Através da escuta noética, entretanto, podemos transpirar esta realidade essencial. Como afirmava Graf-Durckheim, saúde plena – acrescentemos também, educação plena – é quando a essência transparece na existência. É quando nos fazemos congruentes: o que pensamos coincide com o que somos; o que falamos coincide com o que pensamos; o que fazemos coincide com o que falamos...

Não é possível educar para a Vida, sem o resgate da autêntica espiritualidade. Para isto, temos que transgredir a normose educacional em voga, rumo a uma transdisciplinaridade, com a virtude da transculturalidade, que possa nos abrir os horizontes do potencial da espécie para o tema fundamental da transcendência, da transparência, enfim, da transfiguração, apanágio de uma educação centrada na consciência de inteireza. Quando a ignorância existencial se desfaz, o Sol da essência, que habita o relicário mais íntimo de nossas almas, poderá transparecer, iluminando e aquecendo nossas trilhas existenciais.

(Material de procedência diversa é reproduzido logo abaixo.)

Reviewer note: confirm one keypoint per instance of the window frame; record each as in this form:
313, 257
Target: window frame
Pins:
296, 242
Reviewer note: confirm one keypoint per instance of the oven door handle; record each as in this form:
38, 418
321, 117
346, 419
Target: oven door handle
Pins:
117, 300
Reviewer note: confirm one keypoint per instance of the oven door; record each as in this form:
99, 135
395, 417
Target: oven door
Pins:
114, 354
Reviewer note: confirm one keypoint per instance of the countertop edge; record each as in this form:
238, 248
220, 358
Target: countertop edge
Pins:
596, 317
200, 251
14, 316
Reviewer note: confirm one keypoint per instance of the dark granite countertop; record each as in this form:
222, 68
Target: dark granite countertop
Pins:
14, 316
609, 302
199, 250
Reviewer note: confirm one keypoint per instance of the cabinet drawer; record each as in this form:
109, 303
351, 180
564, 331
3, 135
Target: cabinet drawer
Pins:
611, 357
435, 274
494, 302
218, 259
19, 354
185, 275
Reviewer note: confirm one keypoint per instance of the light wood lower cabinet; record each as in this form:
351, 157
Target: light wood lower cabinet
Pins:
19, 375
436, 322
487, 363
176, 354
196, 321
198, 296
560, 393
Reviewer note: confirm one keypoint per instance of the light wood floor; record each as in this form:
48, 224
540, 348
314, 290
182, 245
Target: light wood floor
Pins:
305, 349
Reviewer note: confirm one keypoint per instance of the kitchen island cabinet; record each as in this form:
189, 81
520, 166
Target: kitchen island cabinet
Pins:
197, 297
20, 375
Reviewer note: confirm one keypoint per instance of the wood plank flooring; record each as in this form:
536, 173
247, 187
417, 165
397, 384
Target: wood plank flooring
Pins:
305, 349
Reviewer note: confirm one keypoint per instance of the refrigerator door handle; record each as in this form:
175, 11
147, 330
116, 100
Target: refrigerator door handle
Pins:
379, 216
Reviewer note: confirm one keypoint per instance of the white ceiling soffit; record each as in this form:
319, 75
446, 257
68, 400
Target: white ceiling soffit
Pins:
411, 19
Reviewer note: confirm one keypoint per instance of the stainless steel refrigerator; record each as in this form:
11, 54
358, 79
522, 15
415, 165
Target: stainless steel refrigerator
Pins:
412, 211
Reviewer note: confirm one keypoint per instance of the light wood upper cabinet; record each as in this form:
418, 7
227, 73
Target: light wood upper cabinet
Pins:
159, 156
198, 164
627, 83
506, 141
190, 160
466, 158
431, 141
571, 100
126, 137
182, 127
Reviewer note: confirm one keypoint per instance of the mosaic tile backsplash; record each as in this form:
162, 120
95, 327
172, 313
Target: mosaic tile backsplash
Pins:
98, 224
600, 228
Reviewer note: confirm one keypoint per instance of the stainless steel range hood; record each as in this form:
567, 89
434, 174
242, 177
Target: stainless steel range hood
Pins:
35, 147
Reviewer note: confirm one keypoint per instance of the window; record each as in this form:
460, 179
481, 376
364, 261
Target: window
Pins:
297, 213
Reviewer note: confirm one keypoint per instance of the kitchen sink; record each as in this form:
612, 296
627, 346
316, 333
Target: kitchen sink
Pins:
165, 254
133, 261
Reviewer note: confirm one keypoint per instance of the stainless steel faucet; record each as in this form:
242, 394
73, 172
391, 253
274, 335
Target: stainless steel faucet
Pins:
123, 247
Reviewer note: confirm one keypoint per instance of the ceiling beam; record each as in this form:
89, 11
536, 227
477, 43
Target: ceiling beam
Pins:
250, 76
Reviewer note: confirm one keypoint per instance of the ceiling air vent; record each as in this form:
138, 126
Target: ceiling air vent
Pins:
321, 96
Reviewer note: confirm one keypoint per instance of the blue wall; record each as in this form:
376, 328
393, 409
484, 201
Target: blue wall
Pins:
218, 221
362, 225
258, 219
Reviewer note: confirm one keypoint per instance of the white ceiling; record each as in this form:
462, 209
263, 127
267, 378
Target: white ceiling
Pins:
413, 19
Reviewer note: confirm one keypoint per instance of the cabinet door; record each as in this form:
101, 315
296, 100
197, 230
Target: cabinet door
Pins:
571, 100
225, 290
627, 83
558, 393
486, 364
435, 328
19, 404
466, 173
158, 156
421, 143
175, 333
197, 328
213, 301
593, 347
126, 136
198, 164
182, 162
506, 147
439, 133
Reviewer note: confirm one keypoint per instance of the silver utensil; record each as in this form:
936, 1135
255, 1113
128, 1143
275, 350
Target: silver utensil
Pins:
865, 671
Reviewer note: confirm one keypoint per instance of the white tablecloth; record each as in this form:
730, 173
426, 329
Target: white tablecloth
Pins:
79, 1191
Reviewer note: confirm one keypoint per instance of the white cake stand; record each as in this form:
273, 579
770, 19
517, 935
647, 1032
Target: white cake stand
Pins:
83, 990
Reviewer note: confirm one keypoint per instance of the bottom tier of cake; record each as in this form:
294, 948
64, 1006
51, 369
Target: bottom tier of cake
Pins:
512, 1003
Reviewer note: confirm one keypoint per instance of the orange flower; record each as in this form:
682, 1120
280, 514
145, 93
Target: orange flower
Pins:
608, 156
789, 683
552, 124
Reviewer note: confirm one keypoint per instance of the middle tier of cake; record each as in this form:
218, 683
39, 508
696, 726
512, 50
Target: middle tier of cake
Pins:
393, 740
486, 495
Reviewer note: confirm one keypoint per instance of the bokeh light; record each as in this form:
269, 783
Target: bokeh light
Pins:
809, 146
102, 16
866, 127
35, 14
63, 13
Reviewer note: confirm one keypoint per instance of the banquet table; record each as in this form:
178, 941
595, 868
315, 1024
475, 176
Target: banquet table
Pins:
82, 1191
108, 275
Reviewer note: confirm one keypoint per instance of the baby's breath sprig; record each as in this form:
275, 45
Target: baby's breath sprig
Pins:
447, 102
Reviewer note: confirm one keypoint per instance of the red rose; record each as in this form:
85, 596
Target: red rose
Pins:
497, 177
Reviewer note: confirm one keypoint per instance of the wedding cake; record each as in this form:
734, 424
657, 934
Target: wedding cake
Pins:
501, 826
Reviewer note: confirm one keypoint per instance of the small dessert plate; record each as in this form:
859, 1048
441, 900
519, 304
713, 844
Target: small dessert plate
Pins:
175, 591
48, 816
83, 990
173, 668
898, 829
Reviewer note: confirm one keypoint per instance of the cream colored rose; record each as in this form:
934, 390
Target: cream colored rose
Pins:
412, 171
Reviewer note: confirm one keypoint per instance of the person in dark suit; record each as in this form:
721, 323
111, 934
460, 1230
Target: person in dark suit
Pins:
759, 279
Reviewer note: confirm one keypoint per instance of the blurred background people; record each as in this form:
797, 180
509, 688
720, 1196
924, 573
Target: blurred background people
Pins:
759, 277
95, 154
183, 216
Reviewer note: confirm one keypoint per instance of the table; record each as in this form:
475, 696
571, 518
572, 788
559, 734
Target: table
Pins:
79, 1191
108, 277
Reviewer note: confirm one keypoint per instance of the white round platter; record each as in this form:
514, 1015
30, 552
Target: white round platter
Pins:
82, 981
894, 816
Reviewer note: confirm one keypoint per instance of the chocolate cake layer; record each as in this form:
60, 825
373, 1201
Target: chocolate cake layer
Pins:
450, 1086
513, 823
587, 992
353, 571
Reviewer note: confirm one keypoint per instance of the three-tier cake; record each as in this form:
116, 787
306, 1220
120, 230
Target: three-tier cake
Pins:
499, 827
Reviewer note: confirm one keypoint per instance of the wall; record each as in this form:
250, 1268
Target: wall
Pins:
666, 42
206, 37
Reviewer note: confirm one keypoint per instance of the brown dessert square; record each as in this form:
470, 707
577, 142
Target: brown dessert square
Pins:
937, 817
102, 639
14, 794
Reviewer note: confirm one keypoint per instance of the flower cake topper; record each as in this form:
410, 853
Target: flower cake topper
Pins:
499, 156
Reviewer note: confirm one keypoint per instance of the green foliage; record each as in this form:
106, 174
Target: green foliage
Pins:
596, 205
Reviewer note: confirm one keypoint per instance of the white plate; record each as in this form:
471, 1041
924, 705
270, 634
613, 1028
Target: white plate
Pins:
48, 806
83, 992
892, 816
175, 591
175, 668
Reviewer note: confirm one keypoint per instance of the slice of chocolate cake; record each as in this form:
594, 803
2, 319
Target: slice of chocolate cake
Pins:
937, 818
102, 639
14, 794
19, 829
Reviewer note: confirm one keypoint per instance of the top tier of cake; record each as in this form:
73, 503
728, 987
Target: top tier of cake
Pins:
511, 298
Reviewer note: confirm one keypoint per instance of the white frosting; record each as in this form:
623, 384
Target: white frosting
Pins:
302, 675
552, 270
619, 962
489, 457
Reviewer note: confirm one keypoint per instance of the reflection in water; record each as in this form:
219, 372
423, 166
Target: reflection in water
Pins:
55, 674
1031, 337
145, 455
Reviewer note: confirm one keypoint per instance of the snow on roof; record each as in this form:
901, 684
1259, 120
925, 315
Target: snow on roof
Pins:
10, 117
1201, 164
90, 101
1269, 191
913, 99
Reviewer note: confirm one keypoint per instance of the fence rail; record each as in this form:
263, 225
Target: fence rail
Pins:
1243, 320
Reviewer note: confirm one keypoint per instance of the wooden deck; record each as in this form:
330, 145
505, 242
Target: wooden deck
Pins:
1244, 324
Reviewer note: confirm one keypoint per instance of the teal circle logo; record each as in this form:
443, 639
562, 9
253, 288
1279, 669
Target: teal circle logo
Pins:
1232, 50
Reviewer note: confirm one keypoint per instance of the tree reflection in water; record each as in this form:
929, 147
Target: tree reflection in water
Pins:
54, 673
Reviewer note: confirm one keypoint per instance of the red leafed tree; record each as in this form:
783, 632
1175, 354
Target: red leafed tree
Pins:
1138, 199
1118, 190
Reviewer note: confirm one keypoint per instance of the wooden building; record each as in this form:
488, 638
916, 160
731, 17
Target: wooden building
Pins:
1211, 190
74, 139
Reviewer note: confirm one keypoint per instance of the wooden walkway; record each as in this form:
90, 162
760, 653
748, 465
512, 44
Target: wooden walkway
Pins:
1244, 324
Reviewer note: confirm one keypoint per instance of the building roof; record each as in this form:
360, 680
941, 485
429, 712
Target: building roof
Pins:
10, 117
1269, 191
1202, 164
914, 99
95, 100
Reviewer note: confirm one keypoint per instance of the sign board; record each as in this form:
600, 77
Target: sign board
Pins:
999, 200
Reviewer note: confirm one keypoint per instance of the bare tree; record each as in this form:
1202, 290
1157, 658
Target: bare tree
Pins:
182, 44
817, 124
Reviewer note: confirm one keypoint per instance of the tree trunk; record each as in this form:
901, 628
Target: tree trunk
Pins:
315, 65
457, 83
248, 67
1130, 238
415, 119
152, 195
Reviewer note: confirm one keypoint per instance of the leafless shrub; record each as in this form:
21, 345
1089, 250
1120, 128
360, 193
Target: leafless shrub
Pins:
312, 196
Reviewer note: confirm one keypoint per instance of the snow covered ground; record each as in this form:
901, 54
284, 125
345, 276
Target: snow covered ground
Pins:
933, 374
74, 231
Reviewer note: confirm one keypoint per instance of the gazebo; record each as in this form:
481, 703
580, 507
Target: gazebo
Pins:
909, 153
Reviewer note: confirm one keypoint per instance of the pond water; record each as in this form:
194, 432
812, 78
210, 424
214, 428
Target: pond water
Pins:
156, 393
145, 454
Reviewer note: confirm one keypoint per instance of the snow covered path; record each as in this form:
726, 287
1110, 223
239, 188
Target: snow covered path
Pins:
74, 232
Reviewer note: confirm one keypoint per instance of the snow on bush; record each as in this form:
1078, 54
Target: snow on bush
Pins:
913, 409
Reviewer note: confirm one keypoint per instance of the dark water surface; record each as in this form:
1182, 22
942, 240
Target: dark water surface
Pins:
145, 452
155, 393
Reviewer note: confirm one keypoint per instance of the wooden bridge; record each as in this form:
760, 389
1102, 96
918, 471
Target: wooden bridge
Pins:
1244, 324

Estas lições são exper ienciais. O Sagrado é uma experiência, a partir da qual jorra os valores do respeito, da bondade, da fraternidade, da inclusividade. Para percorrermos a lição da sacralidade, necessitamos de todos os nossos olhos. O olho físico percebe a realidade física. O olho psíquico abrange o universo psíquico. O olho noético acolhe o espaço do Silêncio e do Imaginal, transparecendo a Essência. O Olho do Espírito penetra todos os olhares, abrindo-nos para a Realidade Viva, para a Mansão do Amor.

Finalmente, se não educarmos para a condição do Sujeito, seguiremos reduzindo tudo à condição objetal, na alienação imperialista de um único estado de consciência, com a sua lógica racional, empírica e materialista, elevada aos altares por um paradigma esgotado e ultrapassado. Uma educação integral é a que acolhe, de acordo com a física contemporânea, todos os níveis de realidade (somática, psíquica, noética e essencial) com as suas lógicas próprias e complementares.  A iniciação a um novo aprender a aprender, que religa razão ao coração, ciência à consciência, efetividade à afetividade, existência à essência, requer a adoção de uma abordagem transdisciplinar que nos favoreça um estado intensificado de aprendizado e de evolução: sair do cacoete para o samba!

(Síntese extraída por Jane Farias Chagas do texto apresentado no V Congresso Holístico Pan-Americano e VIII Congresso Holístico Nacional: Pedagogia Iniciática – Educar Para Ser, Roberto Crema, 2002).